Kardak’ın tam karşısında bir kayalık daha vardı.

SAT komandolarını gecenin bir yarısında o kayalığa çıkarıp Türk bayrağını dikerek Yunanistan’ın ağzının payı verilebilir, diyordu.

Böylece Ali Türkşen komutasındaki bir SAT komandoları timi bir gece kayalığa çıkıp sabahın ilk ışıklarıyla birlikte Türk bayrağını çekti.

Haber Atina’da bomba etkisi yaratmıştı.

O dönem ABD Başkanı olan Bill Clinton’ın da devreye girmesiyle iki kayalıktan Türk ve Yunan askerleri çekildi.

İki ülkeyi savaşın eşiğine getiren kriz böylece atlatıldı.

Bu noktada hatırlatmakta yarar var.

Kardak’ın karşısındaki kayalıklara çıkan SAT komandoları timinin komutanı Ali Türkşen yıllar sonra açılan Balyoz kumpası davasında hapse atıldı.

Kardak çıkarmasında görevli komando Ercan Kireçtepe beş yıl, Ali Türkşen ise üç buçuk yıl hapiste kaldı.

Sonra ne oldu, diye sorarsanız.

Sonra Yunanistan önce ortalığı velveleye vermeden Ege’de gri bölge sayılan bir kaç kayalığı istila etti.

Baktı ki AKP Hükümeti’nden hiç bir tepki yok.

Kayalık derken, adacık ve ada olmak üzere Ege Denizi’nde tam 18 toprak parçasını istila etti.

Demem o ki 1995’te meskûn olmayan bir kaya parçası için savaşmayı göze alan Türkiye bugün Ege’deki hâkimiyet alanlarını Yunanistan’a ağzını bile açmadan teslim edebiliyor.

Yanlış anlaşılmasın.

Savaş çıkmasına en çok karşı olanlardan birisiyim.

Ancak Türkiye Cumhuriyeti’nin itibarının böylesine ayaklar altına alınmasına da dayanamıyorum.

Pekâlâ, mükemmel diplomatik bir zekâyla konu çözülebilirdi.

Ama Dışişleri Bakanlığı “monşerler”den temizlenince bu noktaya geldik.

Son bir söz...

Bir kaç yıl önce Bodrum’da Balıkçılar Odası yetkilileriyle bir araya gelmiştim.
Bana çipura neslinin tükenmek üzere olduğundan yakınıyorlardı.

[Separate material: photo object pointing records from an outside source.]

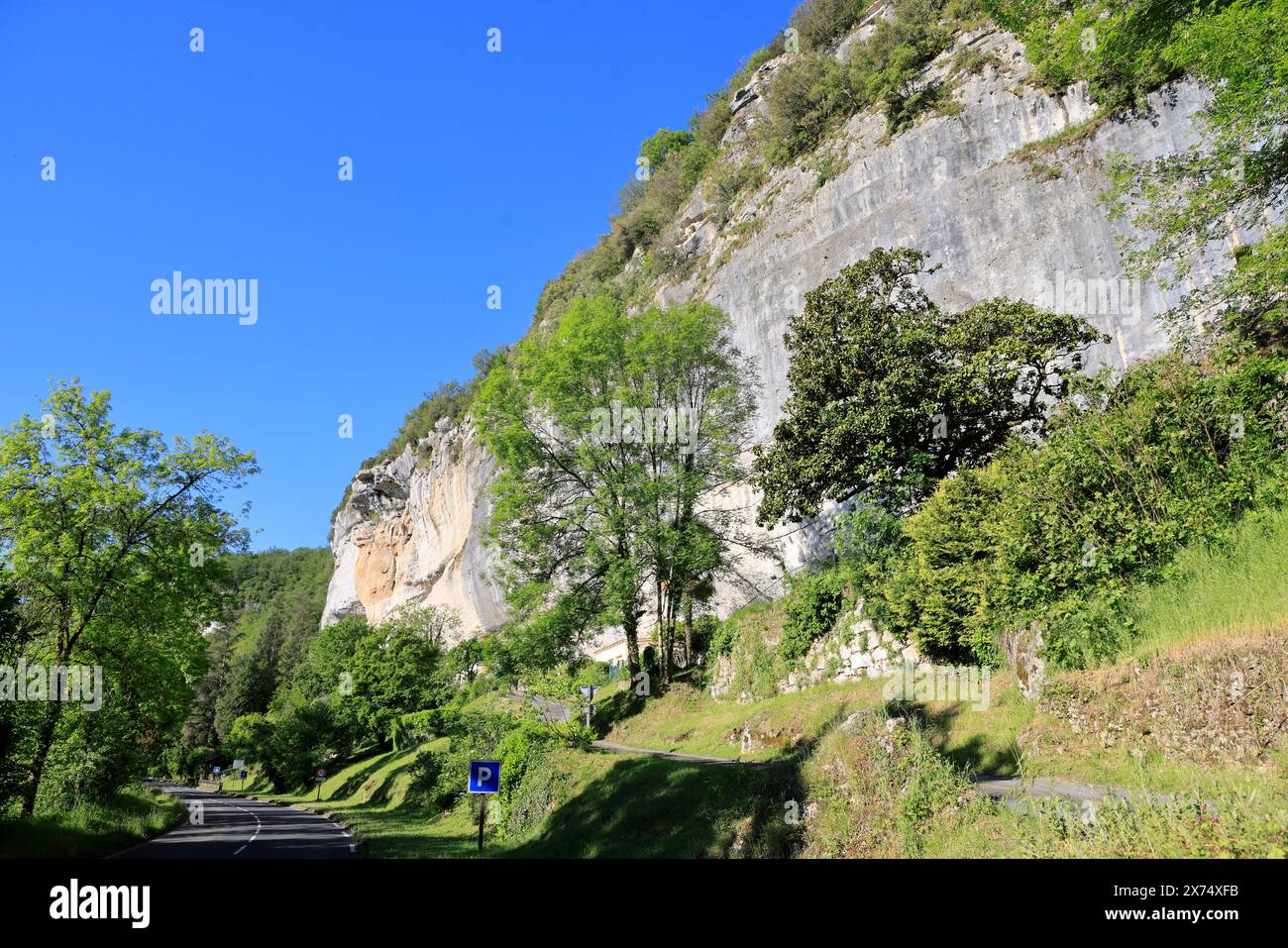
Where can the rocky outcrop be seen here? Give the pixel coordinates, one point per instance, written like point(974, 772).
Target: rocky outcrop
point(1001, 207)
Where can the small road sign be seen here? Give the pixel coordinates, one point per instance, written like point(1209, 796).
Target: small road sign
point(588, 691)
point(484, 777)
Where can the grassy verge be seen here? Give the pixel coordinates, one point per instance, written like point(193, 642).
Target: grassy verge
point(601, 805)
point(91, 830)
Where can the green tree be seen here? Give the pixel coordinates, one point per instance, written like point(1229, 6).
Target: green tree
point(112, 540)
point(608, 429)
point(888, 394)
point(1229, 183)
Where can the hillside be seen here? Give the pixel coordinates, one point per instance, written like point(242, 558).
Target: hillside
point(1003, 187)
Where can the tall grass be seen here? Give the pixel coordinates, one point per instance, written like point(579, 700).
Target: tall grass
point(1239, 587)
point(91, 828)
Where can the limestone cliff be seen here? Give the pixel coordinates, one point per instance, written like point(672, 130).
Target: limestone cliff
point(1001, 223)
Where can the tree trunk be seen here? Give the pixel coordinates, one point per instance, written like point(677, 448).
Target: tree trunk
point(630, 625)
point(38, 764)
point(688, 633)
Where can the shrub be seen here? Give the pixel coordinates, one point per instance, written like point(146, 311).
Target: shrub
point(819, 24)
point(1176, 453)
point(806, 99)
point(812, 607)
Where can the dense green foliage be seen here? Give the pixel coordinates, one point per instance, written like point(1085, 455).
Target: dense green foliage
point(1054, 533)
point(815, 93)
point(811, 609)
point(114, 544)
point(608, 429)
point(889, 394)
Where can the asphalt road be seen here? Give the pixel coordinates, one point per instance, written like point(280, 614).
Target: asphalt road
point(232, 827)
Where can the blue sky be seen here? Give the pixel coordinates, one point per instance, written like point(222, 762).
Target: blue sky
point(471, 168)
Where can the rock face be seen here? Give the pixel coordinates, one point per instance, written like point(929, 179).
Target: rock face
point(999, 223)
point(411, 533)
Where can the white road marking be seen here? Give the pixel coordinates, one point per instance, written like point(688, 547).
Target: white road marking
point(258, 827)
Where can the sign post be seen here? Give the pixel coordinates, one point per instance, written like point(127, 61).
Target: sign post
point(588, 691)
point(484, 779)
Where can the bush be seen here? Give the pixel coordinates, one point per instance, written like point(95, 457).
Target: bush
point(819, 24)
point(1175, 454)
point(806, 99)
point(812, 607)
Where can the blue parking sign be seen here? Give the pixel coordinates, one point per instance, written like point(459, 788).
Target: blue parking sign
point(484, 777)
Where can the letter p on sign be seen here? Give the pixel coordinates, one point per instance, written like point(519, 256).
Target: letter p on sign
point(484, 777)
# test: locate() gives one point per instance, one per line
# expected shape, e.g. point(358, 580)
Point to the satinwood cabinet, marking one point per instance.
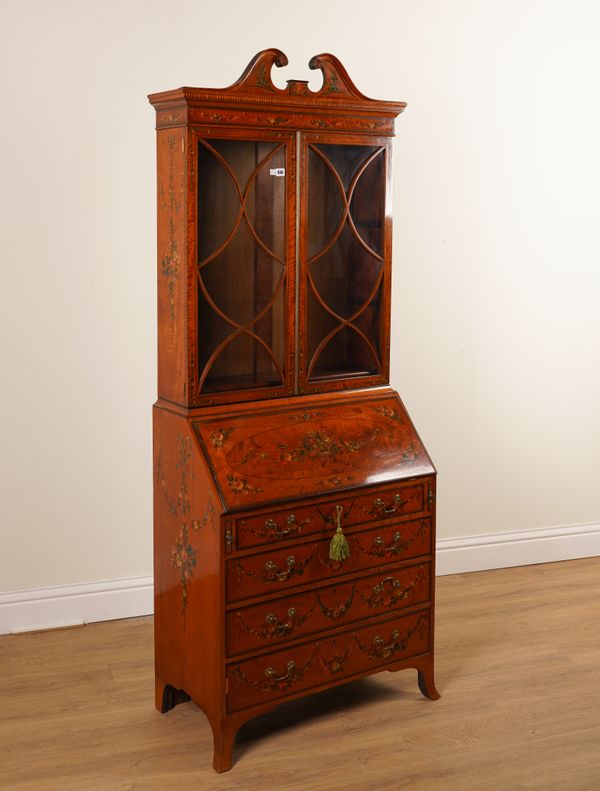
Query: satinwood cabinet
point(294, 501)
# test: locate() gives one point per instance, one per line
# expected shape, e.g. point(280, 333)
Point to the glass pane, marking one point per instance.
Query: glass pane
point(346, 159)
point(367, 204)
point(265, 205)
point(320, 324)
point(325, 204)
point(241, 263)
point(232, 372)
point(242, 278)
point(346, 354)
point(346, 273)
point(242, 156)
point(218, 203)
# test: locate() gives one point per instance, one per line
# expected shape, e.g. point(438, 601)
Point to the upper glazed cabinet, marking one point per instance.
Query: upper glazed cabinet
point(274, 237)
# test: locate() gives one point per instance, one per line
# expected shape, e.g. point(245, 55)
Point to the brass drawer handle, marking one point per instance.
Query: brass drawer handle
point(279, 629)
point(272, 680)
point(273, 530)
point(272, 573)
point(273, 628)
point(389, 591)
point(339, 610)
point(380, 507)
point(271, 673)
point(380, 648)
point(395, 547)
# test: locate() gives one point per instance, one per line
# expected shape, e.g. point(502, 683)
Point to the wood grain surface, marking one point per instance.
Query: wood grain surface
point(517, 665)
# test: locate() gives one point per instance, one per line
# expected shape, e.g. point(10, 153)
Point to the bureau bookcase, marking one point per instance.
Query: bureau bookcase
point(294, 501)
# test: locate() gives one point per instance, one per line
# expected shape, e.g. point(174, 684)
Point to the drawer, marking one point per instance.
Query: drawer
point(288, 671)
point(289, 523)
point(267, 624)
point(281, 569)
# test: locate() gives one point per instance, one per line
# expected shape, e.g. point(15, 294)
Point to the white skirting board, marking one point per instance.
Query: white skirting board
point(70, 605)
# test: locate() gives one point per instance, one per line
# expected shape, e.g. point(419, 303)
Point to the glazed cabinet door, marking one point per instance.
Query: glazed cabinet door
point(244, 212)
point(345, 251)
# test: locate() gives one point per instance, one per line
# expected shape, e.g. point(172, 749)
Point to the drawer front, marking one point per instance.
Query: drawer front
point(385, 503)
point(267, 624)
point(292, 670)
point(282, 569)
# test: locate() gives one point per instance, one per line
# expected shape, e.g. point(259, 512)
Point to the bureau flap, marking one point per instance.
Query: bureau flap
point(279, 453)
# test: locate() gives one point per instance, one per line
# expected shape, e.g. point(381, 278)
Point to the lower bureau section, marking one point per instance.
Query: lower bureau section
point(285, 672)
point(264, 625)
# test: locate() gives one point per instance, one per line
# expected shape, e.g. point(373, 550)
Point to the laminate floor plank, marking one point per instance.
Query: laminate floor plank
point(517, 664)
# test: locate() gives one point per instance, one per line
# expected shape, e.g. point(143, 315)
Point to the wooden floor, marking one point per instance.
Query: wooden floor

Meğer çipura dediğimiz Ege balığı yumurtalarını Kardak kayalıkları çevresine bırakırmış.

Bizim balıkçılar da daha sonra Kardak açıklarına gidip çipuraları avlarlarmış.

1995’te Kardak krizine yol açan Figen Akat gemisi de bir balıkçı teknesiymiş.

Kardak’a çipura avlamak için gitmiş.

Yani, Türkiye ve Yunanistan arasında patlak veren olay aslında çipura kriziymiş.